In the years since his daughter’s death, Read, 53, has given interviews (“The Oprah Winfrey Show” showed up just days after Mary died), spoken at Hollywood fundraisers for gun control advocacy groups, addressed legislatures in states as far away as Montana and knocked on more lawmakers’ doors than he can count. These days, fewer reporters come to call; there are newer grieving parents to interview.
Virginia, home to the National Rifle Association, has long been hostile to limiting gun rights. Read, a well-built, ruddy-faced former intelligence officer who has “carried semiautomatic and automatic weapons all over the world in places where bad guys wanted to kill me,” knows that even some families of victims at Virginia Tech, in Oregon and elsewhere think the solution is more guns, not fewer. Still, Tim Kaine, a Democrat who was governor at the time of the Tech shooting and is now a US senator, “thought for certain,” he said, that the massacre would spur action. He thought his Legislature would expand background checks, now required only for those who buy guns from federally licensed arms dealers, to all gun sales. So did Read.
Instead, Kaine made other changes. He used his executive powers to require mental health records to be entered into the background check database for gun buyers, signed legislation requiring colleges to have safety plans and increased funding for mental health services.
“There was only one thing I was not able to do,” he said. “The punch line is: I was not able to get my Legislature to even seriously contemplate any improvements to Virginia’s gun laws.”
Peter Read removes leaves from his daughter Mary Read’s headstone at the cemetery near his home in Annandale, Virginia, October 4, 2015. — Picture by Lexey Swall/The New York Times
Frustrated advocate
Born in Seoul, South Korea, Mary Karen Read was a freshman, an aspiring elementary school teacher and an avid clarinet player. The daughter of Peter Read and his first wife, she became a high school homecoming princess and faithful Christian who hoped to lead a campus Bible study group.
The last time her father saw her was the day before she died.
She had come home to Annandale, where she lived with her father and stepmother, Cathy Read, also a retired military intelligence officer, to see her grandparents, who were visiting for Easter. That weekend, Cathy Read taught Mary how to bake a pumpkin pie. Later, cleaning out her dorm room, they found the empty pie container on her desk.
These are the little things, the memories that stick in an anguished father’s mind. His younger daughter, Colleen, was 10 months old when Mary died. Now 9, she lives in Mary’s old room, where some of Mary’s dresses still hang in the closet. “I always thought Colleen would have an older sister,” Peter Read said.
Virginia has expanded gun rights at least twice since the Tech massacre.

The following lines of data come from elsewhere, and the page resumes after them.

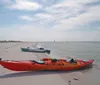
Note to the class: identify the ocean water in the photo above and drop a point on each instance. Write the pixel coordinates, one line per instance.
(84, 50)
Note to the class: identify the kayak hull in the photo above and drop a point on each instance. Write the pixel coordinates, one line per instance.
(34, 66)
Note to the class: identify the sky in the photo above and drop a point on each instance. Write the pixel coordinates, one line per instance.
(49, 20)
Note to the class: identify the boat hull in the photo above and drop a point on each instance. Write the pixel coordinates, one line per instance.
(34, 66)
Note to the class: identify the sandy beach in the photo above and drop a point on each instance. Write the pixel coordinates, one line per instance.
(11, 51)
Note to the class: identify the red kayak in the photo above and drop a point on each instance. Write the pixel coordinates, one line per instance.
(44, 64)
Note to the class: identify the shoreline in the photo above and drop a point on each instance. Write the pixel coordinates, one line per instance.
(11, 51)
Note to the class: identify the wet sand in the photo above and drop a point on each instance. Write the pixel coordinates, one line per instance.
(11, 51)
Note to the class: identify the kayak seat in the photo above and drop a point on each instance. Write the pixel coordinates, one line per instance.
(39, 62)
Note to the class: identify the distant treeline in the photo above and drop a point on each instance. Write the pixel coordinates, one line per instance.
(9, 41)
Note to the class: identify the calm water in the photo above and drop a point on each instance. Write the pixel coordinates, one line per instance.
(84, 50)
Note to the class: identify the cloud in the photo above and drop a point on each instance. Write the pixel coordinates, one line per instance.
(27, 18)
(91, 15)
(36, 33)
(23, 5)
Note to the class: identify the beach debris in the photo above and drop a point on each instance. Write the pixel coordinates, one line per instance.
(75, 78)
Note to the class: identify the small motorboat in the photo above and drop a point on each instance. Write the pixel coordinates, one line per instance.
(44, 64)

In 2010, then-Governor Bob McDonnell, a Republican, signed a bill allowing people with permits to take concealed weapons into bars — so long as they do not drink. In February 2012, he signed a repeal of a nearly 20-year-old law barring Virginians from purchasing more than one handgun a month. Before he did, he spoke to Haas and Peter Read by phone.
“We begged him not to do it,” Read said. “And he listened politely and thanked us for our input, and then he ignored us.”
Reminders of Mary Read include the backpack, left, she was wearing the day she died at Virginia Tech, in Annandale, Virginia, October 4, 2015. — Picture by Lexey Swall/The New York Times
That December, a gunman in Newtown, Connecticut, shot and killed 20 schoolchildren and six educators at Sandy Hook Elementary School; President Barack Obama vowed to make changing gun laws his top priority. The wife of Rep. Gerald E Connolly, a Northern Virginia Democrat to whom Read has grown close, gave Read her ticket to Obama’s 2013 State of the Union address; he watched from the House gallery as Obama called for new gun restrictions.
To ask Read how he goes on is to see a man struggling to contain his rage. Sometimes his wife will motion with her hands to try to quiet him. (“My adviser is telling me I’m being too angry,” he will say.) But he is angry, so he answers the question with questions of his own.
“How do I not?” he exclaimed, his face reddening. “When the time comes for me to see my daughter again, what do I tell her that I did?”
Today, some advocates of gun control see progress in the states. Over the past two years, Colorado, Connecticut, Delaware, New York, Oregon and Washington have expanded background checks; Nevada voters will consider an initiative to do so next year. Daniel Gross, president of the Brady Campaign to Prevent Gun Violence, says a state-by-state strategy — much like the movement for same-sex marriage — may be the answer. But not in Virginia, vowed Philip Van Cleave, president of the Virginia Citizens Defence League.
“Background checks are a waste of time,” Van Cleave said. As to Read, he said, “I have to write him off as a grieving parent who is not being rational.”
Mary Read’s grave is in an Annandale cemetery a short drive from the Reads’ home, under a shady oak tree in a section called “Garden of Peace.” On the Saturday after her younger brothers received their Boy Scout honours, her father stopped by.
It was raining, and Read picked up a wet wooden blue windmill that he had put there on the Fourth of July; he often decorates the spot with “things I know Mary would like.” Often he finds notes and photographs or T-shirts left by Mary’s friends. They give him comfort, he said. But when his thoughts turned to politicians, his jaw tightened, and his face grew red again.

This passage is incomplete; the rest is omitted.